Família de MS que morreu soterrada consolou parentes em luto em MG

Além de visitar outros familiares, Deisy e seu família estiveram passando a virada do ano com demais parentes e retornariam para MS

11 janeiro 2022 - 18h04Por Vinicius Costa

A família sul-mato-grossense que morreu no sábado (8) de maneira trágica ao ficar soterrada em um carro após um deslizamento de terra em Retiro do Chalé, na região de Brumadinho em Minas Gerais, estava visitando o estado para consolar parentes que estavam de luto.

As vítimas foram identificadas como Henrique Alexandrino dos Santos, 41 anos, Deisy Lúcia Cardoso Alexandrino Santos, 40 anos, Vitor Cardoso Alexandrino Santos, 6 anos, e Ana Alexandrino Santos, 3 ano, além do motorista Geovane vieira Ferreira, 42 anos.

Um familiar contou a história para o G1 de Minas Gerais, nesta terça-feira (11) após o trabalho da retirada dos corpos que estavam junto das partes do carro.

"Eles vieram passar com a família o fim de ano, na verdade, a Deisy tinha perdido uma irmã, que faleceu praticamente uma semana atrás. Ela veio dar assistência para a família", disse José Geraldo Soares, primo de Deisy.

O trabalho dos militares do Corpo de Bombeiros prosseguiu por dias e só foi finalizado no início da madrugada de hoje. As vítimas já foram computados no boletim da Defesa Civil estadual como vítimas das chuvas no estado.

Além de visitar outros familiares, Deisy e seu família estiveram passando a virada do ano com demais parentes na cidade de Paulo Cândido, na Zona da Mata mineira. O sepultamento da família acontece nesta quarta-feira (12).

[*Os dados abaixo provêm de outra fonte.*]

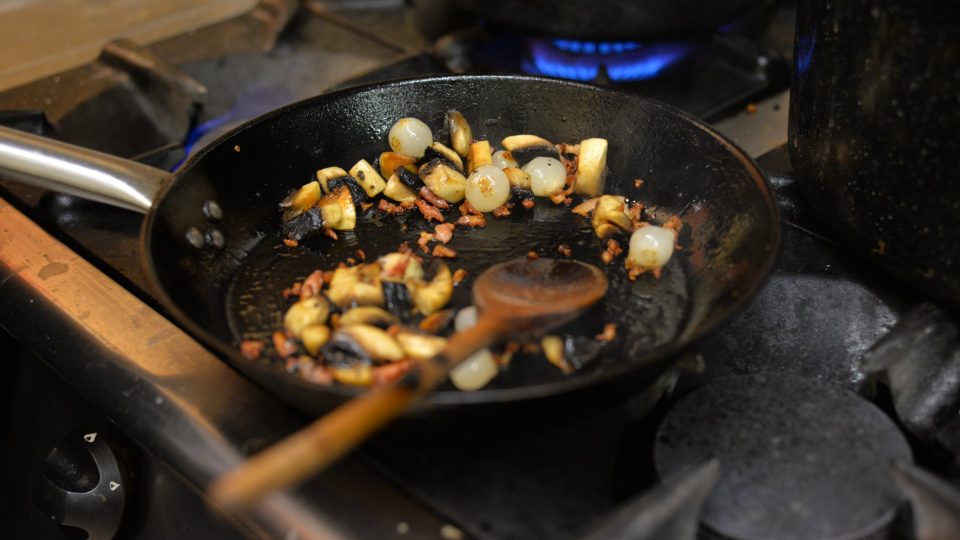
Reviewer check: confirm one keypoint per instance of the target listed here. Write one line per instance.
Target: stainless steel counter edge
(171, 395)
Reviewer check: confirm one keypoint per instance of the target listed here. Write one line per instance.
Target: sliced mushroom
(592, 168)
(390, 161)
(314, 337)
(420, 346)
(378, 344)
(524, 148)
(368, 178)
(300, 200)
(398, 266)
(398, 191)
(329, 173)
(553, 349)
(480, 154)
(358, 285)
(439, 151)
(460, 133)
(370, 315)
(313, 310)
(339, 210)
(433, 296)
(610, 216)
(444, 181)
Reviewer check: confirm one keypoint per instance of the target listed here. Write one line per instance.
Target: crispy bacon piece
(432, 198)
(443, 251)
(467, 209)
(612, 251)
(251, 348)
(425, 239)
(430, 212)
(472, 220)
(443, 232)
(609, 332)
(312, 285)
(389, 208)
(284, 345)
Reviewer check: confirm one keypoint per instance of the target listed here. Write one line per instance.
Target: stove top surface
(791, 359)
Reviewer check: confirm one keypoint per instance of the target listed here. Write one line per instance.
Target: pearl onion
(474, 372)
(651, 247)
(488, 188)
(410, 136)
(504, 159)
(547, 176)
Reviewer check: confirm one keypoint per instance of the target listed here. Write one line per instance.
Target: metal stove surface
(821, 311)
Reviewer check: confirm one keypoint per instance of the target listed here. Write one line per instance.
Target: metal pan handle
(50, 164)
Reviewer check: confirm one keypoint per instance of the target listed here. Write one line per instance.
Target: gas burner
(798, 459)
(617, 61)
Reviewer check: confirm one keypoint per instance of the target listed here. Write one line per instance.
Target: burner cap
(798, 460)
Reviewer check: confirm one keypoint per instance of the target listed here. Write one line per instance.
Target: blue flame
(624, 61)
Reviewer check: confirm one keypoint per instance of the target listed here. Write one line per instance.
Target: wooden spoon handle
(324, 441)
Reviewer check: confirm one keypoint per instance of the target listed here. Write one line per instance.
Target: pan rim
(654, 360)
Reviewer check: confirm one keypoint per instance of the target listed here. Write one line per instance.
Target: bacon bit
(392, 209)
(467, 209)
(442, 251)
(443, 232)
(674, 224)
(291, 291)
(384, 375)
(312, 285)
(425, 239)
(613, 250)
(473, 220)
(429, 211)
(251, 348)
(432, 198)
(609, 332)
(283, 344)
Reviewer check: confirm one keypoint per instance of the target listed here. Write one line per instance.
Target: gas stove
(826, 409)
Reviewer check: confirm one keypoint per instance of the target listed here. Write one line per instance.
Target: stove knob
(80, 484)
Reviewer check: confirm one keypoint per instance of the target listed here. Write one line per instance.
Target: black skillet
(213, 251)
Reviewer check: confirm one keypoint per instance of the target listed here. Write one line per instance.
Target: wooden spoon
(516, 297)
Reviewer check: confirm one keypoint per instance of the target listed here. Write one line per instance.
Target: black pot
(875, 131)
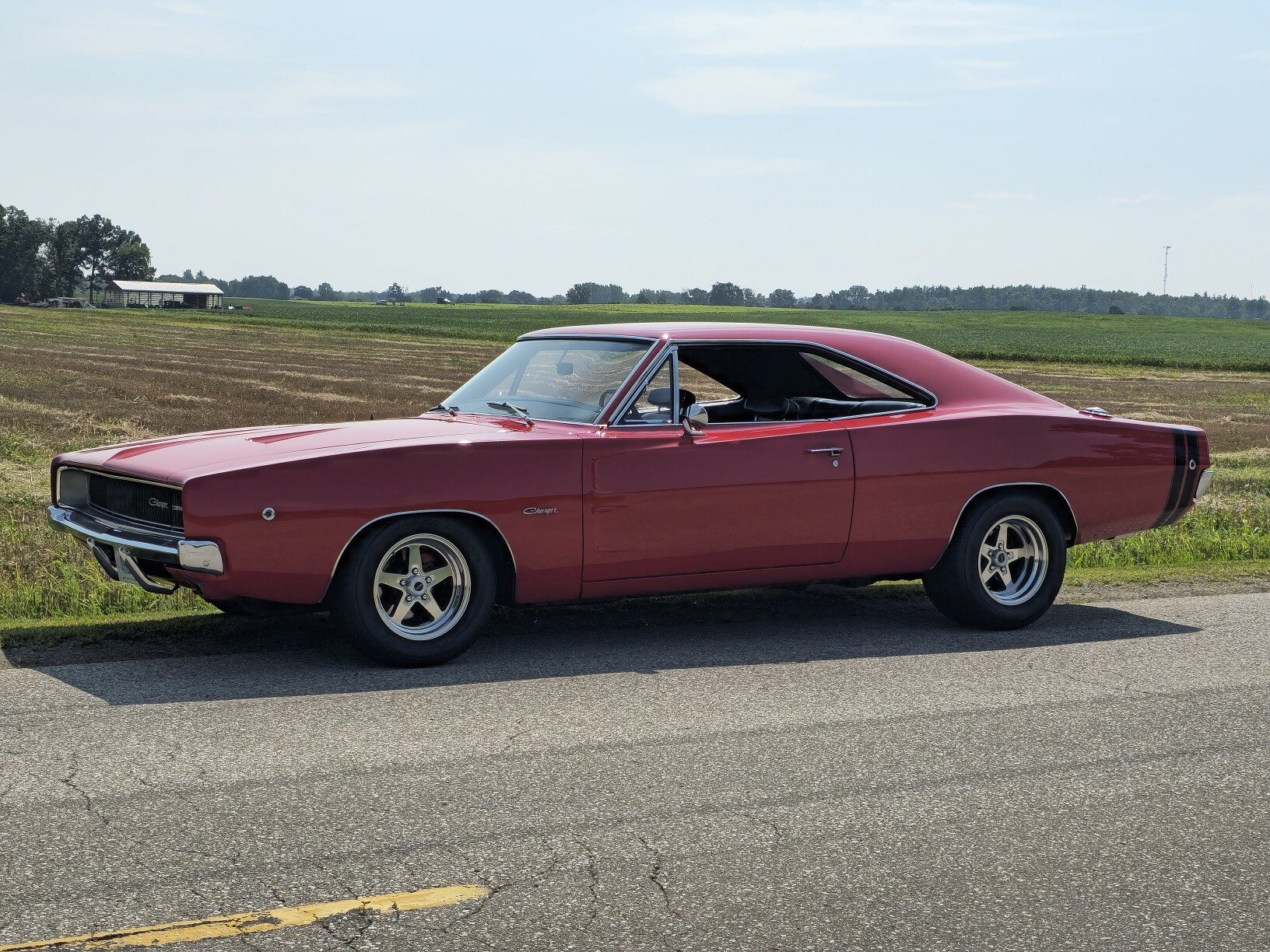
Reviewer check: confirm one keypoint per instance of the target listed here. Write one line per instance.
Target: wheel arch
(482, 524)
(1042, 490)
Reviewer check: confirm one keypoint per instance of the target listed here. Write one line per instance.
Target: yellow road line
(247, 923)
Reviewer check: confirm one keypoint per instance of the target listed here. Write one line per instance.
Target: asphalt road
(793, 772)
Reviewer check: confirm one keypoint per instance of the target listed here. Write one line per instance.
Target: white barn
(164, 293)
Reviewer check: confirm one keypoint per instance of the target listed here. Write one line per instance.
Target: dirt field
(76, 380)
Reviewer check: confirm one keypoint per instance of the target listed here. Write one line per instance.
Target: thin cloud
(874, 23)
(725, 166)
(1240, 202)
(1145, 198)
(183, 8)
(746, 90)
(987, 74)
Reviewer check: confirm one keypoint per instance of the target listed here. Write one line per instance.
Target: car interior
(770, 383)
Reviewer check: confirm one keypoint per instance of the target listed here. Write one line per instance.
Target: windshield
(552, 380)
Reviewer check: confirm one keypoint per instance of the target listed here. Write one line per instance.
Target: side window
(701, 386)
(655, 403)
(851, 383)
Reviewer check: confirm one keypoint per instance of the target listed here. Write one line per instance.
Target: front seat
(661, 399)
(770, 409)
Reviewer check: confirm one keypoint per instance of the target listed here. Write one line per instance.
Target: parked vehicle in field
(639, 458)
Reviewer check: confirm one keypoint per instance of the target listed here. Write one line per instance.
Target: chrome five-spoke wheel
(417, 590)
(1012, 560)
(422, 586)
(1005, 562)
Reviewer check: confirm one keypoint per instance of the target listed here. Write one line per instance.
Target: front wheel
(1004, 566)
(416, 590)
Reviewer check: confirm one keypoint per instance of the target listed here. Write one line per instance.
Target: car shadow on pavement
(217, 658)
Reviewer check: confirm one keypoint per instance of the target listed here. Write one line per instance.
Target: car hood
(178, 458)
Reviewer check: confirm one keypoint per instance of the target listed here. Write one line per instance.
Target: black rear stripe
(1191, 470)
(1175, 488)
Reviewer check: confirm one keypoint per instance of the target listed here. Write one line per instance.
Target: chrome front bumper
(117, 548)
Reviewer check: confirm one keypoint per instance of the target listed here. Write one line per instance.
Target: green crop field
(1205, 343)
(76, 379)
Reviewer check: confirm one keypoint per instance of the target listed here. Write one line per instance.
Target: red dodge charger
(639, 458)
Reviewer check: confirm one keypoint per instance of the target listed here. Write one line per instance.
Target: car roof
(952, 381)
(693, 331)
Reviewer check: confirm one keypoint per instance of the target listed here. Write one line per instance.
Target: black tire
(353, 606)
(227, 606)
(956, 586)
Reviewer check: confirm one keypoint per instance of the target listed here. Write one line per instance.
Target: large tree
(65, 257)
(23, 271)
(724, 293)
(98, 239)
(130, 261)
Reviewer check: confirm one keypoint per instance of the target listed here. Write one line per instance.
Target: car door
(753, 495)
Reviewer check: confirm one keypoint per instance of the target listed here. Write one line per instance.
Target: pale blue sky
(809, 146)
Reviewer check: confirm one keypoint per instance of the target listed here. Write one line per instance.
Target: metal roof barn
(164, 293)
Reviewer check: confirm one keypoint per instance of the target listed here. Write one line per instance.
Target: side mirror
(695, 419)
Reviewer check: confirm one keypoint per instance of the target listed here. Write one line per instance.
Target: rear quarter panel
(914, 475)
(321, 502)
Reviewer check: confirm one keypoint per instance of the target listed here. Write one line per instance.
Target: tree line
(47, 258)
(858, 297)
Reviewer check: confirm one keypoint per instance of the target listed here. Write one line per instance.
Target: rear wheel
(1004, 566)
(417, 590)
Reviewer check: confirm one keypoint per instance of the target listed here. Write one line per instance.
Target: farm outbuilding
(163, 293)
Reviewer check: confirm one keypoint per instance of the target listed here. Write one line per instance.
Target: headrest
(661, 397)
(769, 407)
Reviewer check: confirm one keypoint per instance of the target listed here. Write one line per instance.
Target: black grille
(139, 502)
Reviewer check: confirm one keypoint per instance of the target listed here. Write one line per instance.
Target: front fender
(321, 503)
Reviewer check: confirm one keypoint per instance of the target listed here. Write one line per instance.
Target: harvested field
(72, 380)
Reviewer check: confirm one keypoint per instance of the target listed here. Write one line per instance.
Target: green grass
(1202, 343)
(46, 576)
(1231, 524)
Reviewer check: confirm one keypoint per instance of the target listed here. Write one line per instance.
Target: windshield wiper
(512, 409)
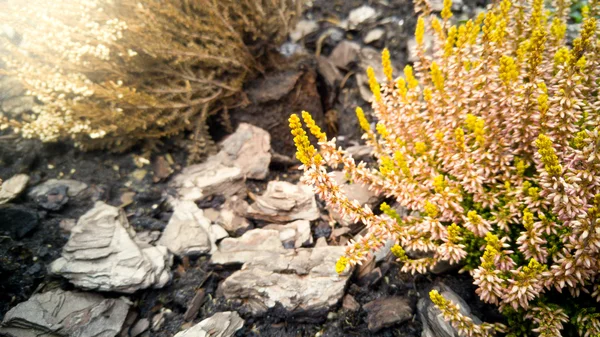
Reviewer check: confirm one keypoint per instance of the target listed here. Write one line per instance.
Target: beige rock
(303, 280)
(356, 192)
(297, 232)
(253, 244)
(284, 202)
(101, 254)
(221, 324)
(249, 149)
(12, 187)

Eles moravam em Aquidauana em Mato Grosso do Sul. Deisy era doutora professora e teve uma carreira na UEMS (Universidade Estadual de Mato Grosso do Sul), enquanto Henrique Alexandrino era advogado e estava na 3° subseção da OAB-MS (Ordem dos Advogados do Brasil).

"Está muito difícil para toda família. Deisy, Henrique e os meninos vieram também para consolar os familiares. Ela era uma pessoa muito querida, professora dedicada", lembrou Cibele Batalha, prima da vítima.